Friday, May 30, 2003

Rock Me All Night Long

Okay, here’s one that rocked my world, Lisa Gabriele’s “Thirteen One-night Stands” in Nerve. I love the way it works on multiple levels—the mini-stories, the story created by the titles, and the sublime effect of the sidebar of symbols. I won’t spoil it with discussion. Just go read it. And if you’re not already, this story might just be worth the price of subscribing.




Thursday, May 29, 2003

Peaking

Ann Scott Knight’s story “Impossible with Nancy”—from The Marlboro Review archives—uses the opening scene to foreshadow a later scene that achieves a rare moment in my short story reading—a peak experience. And believe me, the more of these blogs I write (and stories I read for the literary magazine) the harder these experiences are to come by. Here’s the foreshadow, from the story’s beginning:
It's shimmery hot but I'm afraid to swim Rooster. Sweat drips off my chin and Rooster's coat is matted underneath me. Nancy and Sierra are already deep in the middle of the swimming hole, and I can't see Sierra anymore, except for his face and a few wisps of yellowish-grey tail. I'm certain he and Nancy are both about to drown.
   "Come in!" Nancy turns and shouts, but we are not supposed to be here, with these horses, far from the barn.
   Nancy ducks underwater, hugging Sierra's neck, and I hold my breath, frightened, till she comes up again. I've never swum a horse before. All I can think of is losing hold of the mane, getting sucked down into that boiling water and kicked, knocked out cold, by four thrashing hooves.
   On the other side of the swimming hole, Sierra's feet touch ground. Nancy is flat, stomach down, stretched the length of his back. She pushes up, laughing, looks down at her shirt. She couldn't care less that it's plastered against her chest.
   "Come on, Lucy," she calls. "Miss Priss."
Even if this weren’t a foreshadow, it’s great writing that gets you into the story on all levels, the action is in medias res and tense, its sensual, and the emotional battle is on. That shirt plastered against Nancy’s chest? The one she could care less about? It comes off. Like this:
"Did you sunbathe topless, Lucy?" Frank asks.
   I look over at him. He's got his eye on the road, both hands on the wheel. Nancy is staring hard at me, jutting her jaw, opening her eyes wide, by which she means, Say yes or else.
   "No," I answer.
   "You're a good girl," Frank says and smiles.
   "Lucy is a goody-goody," Nancy says, throwing herself back against the seat.
   "Then why are you friends with me?"
   "Oh, shut up."
   "Girls, girls." Frank's voice is raspy.
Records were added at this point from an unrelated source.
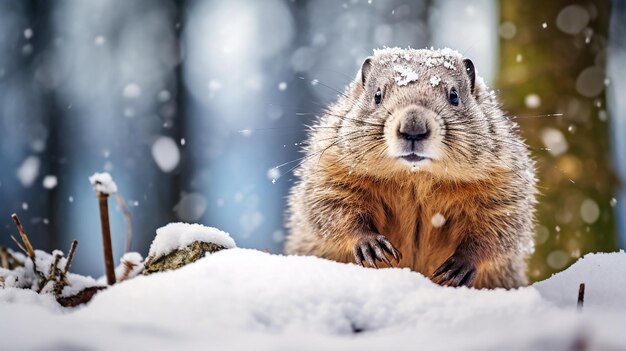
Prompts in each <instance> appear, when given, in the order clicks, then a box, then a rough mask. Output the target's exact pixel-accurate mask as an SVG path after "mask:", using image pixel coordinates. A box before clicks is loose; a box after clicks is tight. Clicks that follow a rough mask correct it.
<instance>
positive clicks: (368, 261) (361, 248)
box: [361, 243, 378, 268]
mask: <svg viewBox="0 0 626 351" xmlns="http://www.w3.org/2000/svg"><path fill="white" fill-rule="evenodd" d="M361 251H362V252H363V256H364V257H365V261H367V263H368V264H369V265H370V267H374V268H378V267H377V266H376V262H374V258H373V257H372V251H371V248H370V247H369V246H368V245H367V243H366V244H363V246H362V247H361Z"/></svg>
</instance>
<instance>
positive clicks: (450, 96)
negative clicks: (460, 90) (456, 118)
mask: <svg viewBox="0 0 626 351" xmlns="http://www.w3.org/2000/svg"><path fill="white" fill-rule="evenodd" d="M450 103H451V104H452V105H454V106H458V105H459V94H458V93H457V92H456V88H452V89H450Z"/></svg>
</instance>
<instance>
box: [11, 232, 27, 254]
mask: <svg viewBox="0 0 626 351" xmlns="http://www.w3.org/2000/svg"><path fill="white" fill-rule="evenodd" d="M11 239H13V241H14V242H15V244H16V245H17V247H19V248H20V250H22V251H24V255H26V256H28V251H27V250H26V249H25V248H24V246H22V244H20V242H19V241H17V239H15V237H14V236H13V235H11Z"/></svg>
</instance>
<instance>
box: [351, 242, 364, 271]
mask: <svg viewBox="0 0 626 351" xmlns="http://www.w3.org/2000/svg"><path fill="white" fill-rule="evenodd" d="M352 254H353V255H354V261H355V262H356V263H357V264H358V265H360V266H363V253H361V247H360V246H358V245H354V248H353V249H352Z"/></svg>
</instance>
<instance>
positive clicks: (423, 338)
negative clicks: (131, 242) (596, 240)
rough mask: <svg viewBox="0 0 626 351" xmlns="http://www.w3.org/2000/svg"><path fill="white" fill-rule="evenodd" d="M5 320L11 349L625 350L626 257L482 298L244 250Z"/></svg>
mask: <svg viewBox="0 0 626 351" xmlns="http://www.w3.org/2000/svg"><path fill="white" fill-rule="evenodd" d="M580 282H585V283H586V287H587V289H586V296H585V305H584V309H583V311H582V312H577V308H576V299H577V295H578V285H579V283H580ZM0 321H1V327H0V340H1V344H2V346H1V347H0V348H1V349H3V350H21V349H28V350H33V349H37V350H41V349H45V350H69V349H77V350H82V349H88V350H138V349H141V350H143V349H146V350H148V349H150V350H161V349H176V350H181V349H199V348H202V349H210V350H226V349H237V350H239V349H254V350H328V349H336V350H377V351H379V350H394V351H397V350H404V349H406V350H418V349H423V350H459V349H463V350H573V349H576V347H582V348H579V349H581V350H582V349H587V350H625V349H626V253H623V252H622V253H613V254H595V255H587V256H585V257H584V258H583V259H581V260H579V261H578V262H577V263H576V264H574V265H573V266H572V267H570V268H569V269H568V270H566V271H564V272H562V273H559V274H557V275H555V276H553V277H552V278H550V279H548V280H546V281H543V282H540V283H536V284H534V285H533V286H531V287H528V288H522V289H518V290H513V291H505V290H491V291H488V290H483V291H480V290H474V289H467V288H459V289H454V288H447V287H440V286H437V285H435V284H433V283H431V282H430V281H429V280H428V279H426V278H424V277H423V276H421V275H420V274H417V273H414V272H411V271H409V270H406V269H380V270H375V269H367V268H362V267H358V266H355V265H348V264H340V263H335V262H330V261H326V260H323V259H319V258H314V257H285V256H278V255H270V254H267V253H263V252H259V251H255V250H247V249H238V248H233V249H228V250H223V251H220V252H218V253H215V254H212V255H209V256H207V257H205V258H203V259H201V260H199V261H197V262H195V263H194V264H191V265H188V266H185V267H183V268H182V269H179V270H177V271H171V272H167V273H159V274H154V275H151V276H139V277H137V278H134V279H131V280H128V281H125V282H122V283H119V284H118V285H115V286H113V287H111V288H109V289H107V290H106V291H103V292H100V293H99V294H97V295H96V296H95V297H94V299H93V300H92V301H91V303H90V304H89V305H87V306H84V307H80V308H76V309H73V310H72V309H63V308H61V307H59V306H58V305H57V304H56V302H55V301H54V300H53V299H52V298H51V297H49V296H46V295H37V294H35V293H34V292H33V291H31V290H21V289H13V288H8V289H4V290H0ZM355 330H358V331H360V332H358V333H355ZM576 345H577V346H576Z"/></svg>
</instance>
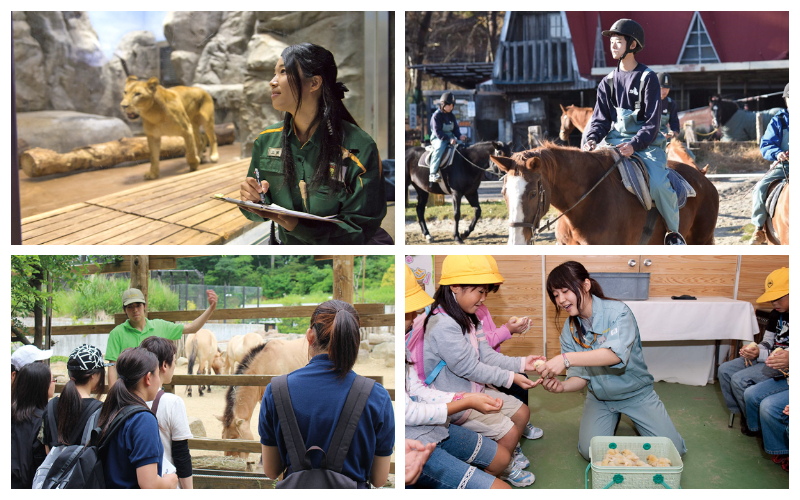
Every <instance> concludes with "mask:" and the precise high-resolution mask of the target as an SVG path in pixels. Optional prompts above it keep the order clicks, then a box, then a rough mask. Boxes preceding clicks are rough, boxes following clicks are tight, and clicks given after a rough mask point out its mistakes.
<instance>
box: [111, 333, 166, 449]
mask: <svg viewBox="0 0 800 500" xmlns="http://www.w3.org/2000/svg"><path fill="white" fill-rule="evenodd" d="M116 368H117V375H119V378H118V379H117V381H116V382H114V385H112V386H111V389H110V390H109V391H108V396H107V397H106V402H105V403H103V409H102V410H100V418H99V419H98V422H97V425H98V426H100V427H102V429H103V434H105V432H106V430H108V426H109V424H110V423H111V422H112V421H113V420H114V417H116V416H117V414H118V413H119V412H120V411H121V410H122V409H123V408H125V407H126V406H130V405H139V406H143V407H145V408H147V409H148V410H149V409H150V408H149V407H148V406H147V403H146V402H145V401H144V400H143V399H142V398H140V397H139V396H137V395H136V393H134V392H133V390H134V389H135V388H136V386H137V385H138V384H139V381H140V380H141V379H142V377H144V376H145V375H147V374H148V373H153V374H154V373H155V372H157V371H158V358H157V357H156V355H155V354H153V353H152V352H150V351H148V350H147V349H144V348H142V347H130V348H128V349H125V350H124V351H122V354H120V355H119V358H117V365H116Z"/></svg>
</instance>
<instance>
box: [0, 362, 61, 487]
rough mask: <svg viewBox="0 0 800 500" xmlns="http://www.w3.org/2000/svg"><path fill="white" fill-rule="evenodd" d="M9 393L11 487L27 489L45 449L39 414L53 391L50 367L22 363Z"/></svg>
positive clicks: (40, 422)
mask: <svg viewBox="0 0 800 500" xmlns="http://www.w3.org/2000/svg"><path fill="white" fill-rule="evenodd" d="M15 388H16V390H14V391H13V393H12V396H11V487H12V488H23V489H30V488H31V486H32V484H33V476H34V474H35V473H36V469H37V468H38V467H39V465H41V463H42V462H43V461H44V459H45V456H46V455H47V452H46V451H45V447H44V443H43V442H42V435H41V429H42V418H43V416H44V407H45V405H46V404H47V400H48V399H49V398H51V397H53V393H54V392H55V380H54V379H53V375H52V373H51V372H50V367H49V366H47V365H45V364H43V363H30V364H27V365H25V366H23V367H22V369H21V370H19V373H18V374H17V378H16V380H15Z"/></svg>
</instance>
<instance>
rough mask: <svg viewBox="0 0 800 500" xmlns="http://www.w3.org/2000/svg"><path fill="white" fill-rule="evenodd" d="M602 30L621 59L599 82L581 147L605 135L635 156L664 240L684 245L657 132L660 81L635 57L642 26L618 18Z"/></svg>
mask: <svg viewBox="0 0 800 500" xmlns="http://www.w3.org/2000/svg"><path fill="white" fill-rule="evenodd" d="M603 36H606V37H610V38H611V43H610V48H611V55H612V56H613V58H614V59H617V60H618V61H619V63H618V64H617V68H616V69H615V70H614V71H613V72H611V73H610V74H609V75H608V76H607V77H606V78H604V79H603V81H602V82H601V83H600V84H599V85H598V86H597V104H596V105H595V108H594V113H593V114H592V120H591V124H590V126H589V131H588V133H587V134H586V139H587V140H586V144H584V146H583V149H584V150H586V151H591V150H593V149H594V148H595V147H596V146H597V142H598V141H604V142H605V143H606V144H608V145H612V146H617V151H618V152H619V153H620V154H621V155H622V156H631V155H633V154H635V155H636V156H637V157H639V158H640V159H641V160H642V161H643V162H644V164H645V166H646V168H647V172H648V174H649V175H650V194H651V196H652V198H653V201H654V202H655V204H656V207H657V208H658V211H659V213H661V216H662V217H663V218H664V222H665V223H666V226H667V230H668V231H669V232H668V233H667V234H666V236H665V237H664V243H665V244H667V245H685V244H686V241H685V240H684V238H683V236H681V234H680V233H679V232H678V229H679V222H680V214H679V211H678V197H677V195H676V194H675V190H674V189H673V188H672V185H671V184H670V182H669V179H668V177H667V155H666V153H665V152H664V149H662V145H663V143H664V142H665V141H666V137H664V136H663V135H661V134H660V133H659V128H660V125H661V86H660V85H659V83H658V78H657V76H656V74H655V73H654V72H653V71H652V70H650V68H648V67H647V66H645V65H644V64H641V63H638V62H637V61H636V57H635V54H636V53H637V52H639V51H640V50H642V49H643V48H644V29H643V28H642V27H641V25H640V24H639V23H637V22H636V21H633V20H631V19H620V20H618V21H617V22H615V23H614V24H613V25H612V26H611V29H610V30H606V31H603Z"/></svg>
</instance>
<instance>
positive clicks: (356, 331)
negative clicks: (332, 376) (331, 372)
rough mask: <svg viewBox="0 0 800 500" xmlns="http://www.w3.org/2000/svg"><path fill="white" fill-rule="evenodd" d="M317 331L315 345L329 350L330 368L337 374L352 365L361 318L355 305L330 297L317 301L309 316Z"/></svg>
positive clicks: (315, 337) (346, 368)
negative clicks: (321, 302)
mask: <svg viewBox="0 0 800 500" xmlns="http://www.w3.org/2000/svg"><path fill="white" fill-rule="evenodd" d="M311 328H313V329H314V330H315V331H316V336H315V338H314V345H313V346H312V347H313V348H314V349H316V350H318V351H324V352H327V353H328V357H329V358H330V360H331V362H333V371H334V372H336V375H337V376H338V377H339V378H344V377H345V375H347V373H348V372H349V371H350V370H351V369H352V368H353V365H355V364H356V359H357V358H358V347H359V345H360V344H361V330H360V328H361V322H360V320H359V318H358V313H357V312H356V310H355V308H354V307H353V306H352V305H350V304H348V303H347V302H343V301H341V300H329V301H327V302H323V303H322V304H320V305H318V306H317V308H316V309H315V310H314V315H313V316H312V317H311Z"/></svg>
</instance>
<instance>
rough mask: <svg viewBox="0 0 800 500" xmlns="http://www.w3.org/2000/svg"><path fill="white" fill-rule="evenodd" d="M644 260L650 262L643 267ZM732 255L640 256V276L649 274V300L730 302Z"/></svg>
mask: <svg viewBox="0 0 800 500" xmlns="http://www.w3.org/2000/svg"><path fill="white" fill-rule="evenodd" d="M647 259H650V260H651V261H652V264H651V265H650V266H645V265H644V263H645V261H646V260H647ZM736 261H737V257H736V256H735V255H643V256H642V257H641V259H640V262H641V267H640V269H641V272H645V273H648V272H649V273H650V296H651V297H671V296H673V295H684V294H687V295H693V296H695V297H728V298H730V299H732V298H733V289H734V285H735V284H736Z"/></svg>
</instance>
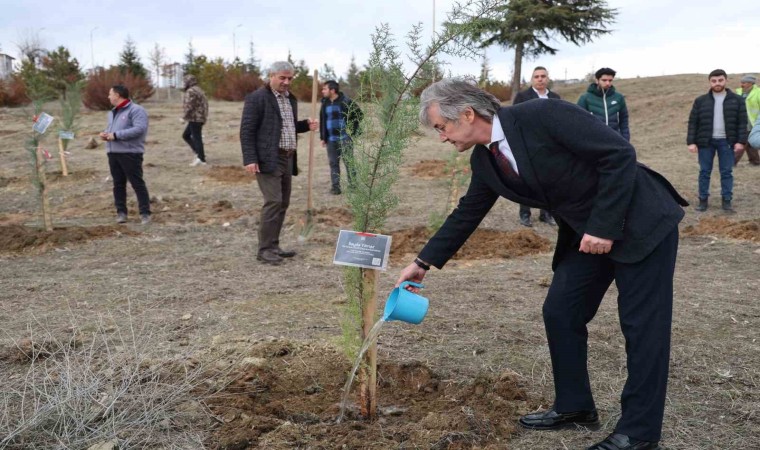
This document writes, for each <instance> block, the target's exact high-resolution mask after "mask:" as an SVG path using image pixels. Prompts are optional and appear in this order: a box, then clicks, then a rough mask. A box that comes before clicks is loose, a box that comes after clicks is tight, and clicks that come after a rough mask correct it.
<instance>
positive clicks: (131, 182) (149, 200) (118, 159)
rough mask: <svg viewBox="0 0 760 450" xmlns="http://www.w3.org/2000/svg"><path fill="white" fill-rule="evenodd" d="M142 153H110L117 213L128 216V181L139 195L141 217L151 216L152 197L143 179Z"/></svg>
mask: <svg viewBox="0 0 760 450" xmlns="http://www.w3.org/2000/svg"><path fill="white" fill-rule="evenodd" d="M142 160H143V155H142V153H108V167H109V168H110V169H111V178H113V202H114V205H115V206H116V212H117V213H124V214H127V181H129V184H131V185H132V189H134V190H135V194H136V195H137V204H138V205H139V207H140V215H145V214H148V215H150V196H149V195H148V187H147V186H146V185H145V181H144V180H143V178H142Z"/></svg>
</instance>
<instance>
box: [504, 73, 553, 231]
mask: <svg viewBox="0 0 760 450" xmlns="http://www.w3.org/2000/svg"><path fill="white" fill-rule="evenodd" d="M530 84H531V86H530V87H529V88H528V89H526V90H524V91H520V92H518V93H517V95H515V99H514V100H513V101H512V104H513V105H517V104H520V103H523V102H527V101H528V100H533V99H535V98H555V99H557V100H559V99H560V96H559V95H558V94H555V93H554V92H552V91H550V90H549V72H548V71H547V70H546V67H543V66H538V67H536V68H535V69H533V75H531V77H530ZM538 220H539V222H544V223H546V224H547V225H556V223H554V219H552V215H551V214H549V211H547V210H545V209H542V210H541V212H540V213H539V214H538ZM520 224H521V225H523V226H526V227H532V226H533V223H531V221H530V206H528V205H520Z"/></svg>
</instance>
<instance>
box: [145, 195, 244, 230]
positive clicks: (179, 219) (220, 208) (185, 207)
mask: <svg viewBox="0 0 760 450" xmlns="http://www.w3.org/2000/svg"><path fill="white" fill-rule="evenodd" d="M155 203H156V208H155V209H156V210H157V211H158V214H156V215H155V216H154V218H153V219H154V221H155V222H158V223H167V222H178V223H187V222H197V223H204V224H205V223H208V224H215V223H223V222H230V221H233V220H235V219H238V218H240V217H242V216H244V215H245V214H246V213H245V212H244V211H241V210H238V209H235V207H234V206H233V205H232V203H231V202H230V201H229V200H219V201H217V202H214V203H211V204H209V203H202V202H195V201H191V200H181V199H175V198H165V199H162V200H157V201H156V202H155Z"/></svg>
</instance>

He reaches behind Nancy and tousles my hair. He laughs, a low smoker's laugh. "Girls, girls," he says softly, shaking his head. Suddenly Nancy pulls off her shirt and there she is, topless, sitting beside Frank.
   "Nancy," I shout.
   Frank does a double take then keeps on driving. He takes out a cigarette and lights it.
   "Don't act as if you haven't seen them before," Nancy says.
The reason I call this moment a peak experience is that it was a complete surprise that is absolutely perfect. And such moments are incredibly difficult to pull off in a story. You certainly can’t get there from a plan. To paraphrase something Flannery O’Connor wrote, the reader won’t be surprised if the writer wasn’t. Of course Nancy is going to take her shirt off in that circumstance. Bet you didn’t see it coming, though. That’s a peak experience.

Wednesday, May 28, 2003

Arc of Defeat

Here’s another story in non-traditional format, Sarah Manguso’s “Things I Remembered in 2002,” from McSweeney’s. My favorite line in the story?
Why did I never realize until now that college is finishing school for bond traders?
Yeah, churn-em and burn-em. The progression here is subtle, but the emotional arc of these realizations is quite compelling. The power of voice makes this piece work. It’s easy to imagine how dull such a journal excerpt could be. Follow the arc, that’s where the emotional energy is.